Last updated: 
3 weeks 20 hours ago
Blog Manager
One of Jisc’s activities is to monitor and, where possible, influence regulatory developments that affect us and our customer universities, colleges and schools as operators of large computer networks. Since Janet and its customer networks are classified by Ofcom as private networks, postings here are likely to concentrate on the regulation of those networks. Postings here are, to the best of our knowledge, accurate on the date they are made, but may well become out of date or unreliable at unpredictable times thereafter. Before taking action that may have legal consequences, you should talk to your own lawyers. NEW: To help navigate the many posts on the General Data Protection Regulation, I've classified them as most relevant to developing a GDPR compliance process, GDPR's effect on specific topics, or how the GDPR is being developed. Or you can just use my free GDPR project plan.

Group administrators:

Crisis Communications for Incident Response

Thursday, June 25, 2015 - 10:43

Scott Roberts of Github gave an excellent talk on Crisis Communications for Incident Response. If you only follow up one talk from the FIRST conference, make it this one: the slides and blog post are both well worth the time. So this post is just the personal five point plan that I hope I'll remember to re-read whenever I’m involved in communicating around an incident:

  • Be Clear: You’re explaining to semi-technical and non-technical people. Style should be "Fifth-grade level" or, for the international audience, early Harry Potter. Stay consistent across all messages and media. Don't try to name the attacker – it doesn't help.
  • Be Timely: Which doesn't mean sooner is better: if you have to send a continuous stream of corrections/amendments, then you look confused. Revising upward the scale of an incident isn't good. Nor is being so slow that Brian Krebs reports the incident before you do.
  • Be Actionable: You need to tell people clearly what you are doing to remediate the problem and to protect users, how they can determine if they are affected and what they need to do if so.
  • Be Responsible: Admit what went wrong, show you understand, say sorry.

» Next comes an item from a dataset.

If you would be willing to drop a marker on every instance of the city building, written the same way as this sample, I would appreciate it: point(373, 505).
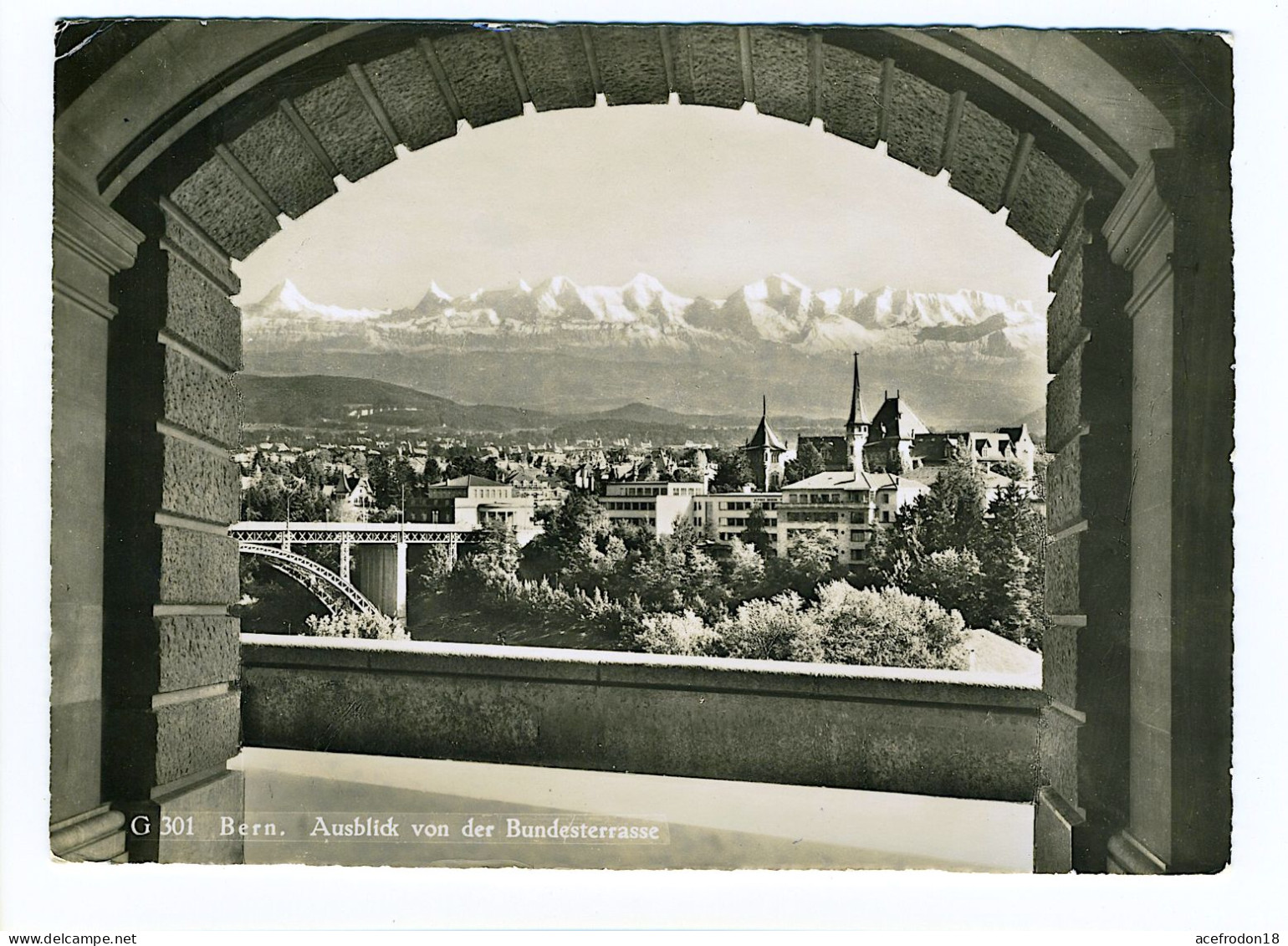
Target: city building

It's worse to pretend you are in complete control and things still went wrong, than to admit you made a mistake. But don't over-apologise, so you need to work with security, PR, legal and customer support to get this right.
  • Be Human: You want recipients of your message to empathise with your plight. That won't happen if your communications are written in legalese or jargon, or by a committee. Getting feedback to correct errors and clumsy wording is fine, but try to stick to a single author as far as possible. And before you send it, read it again, and again out loud.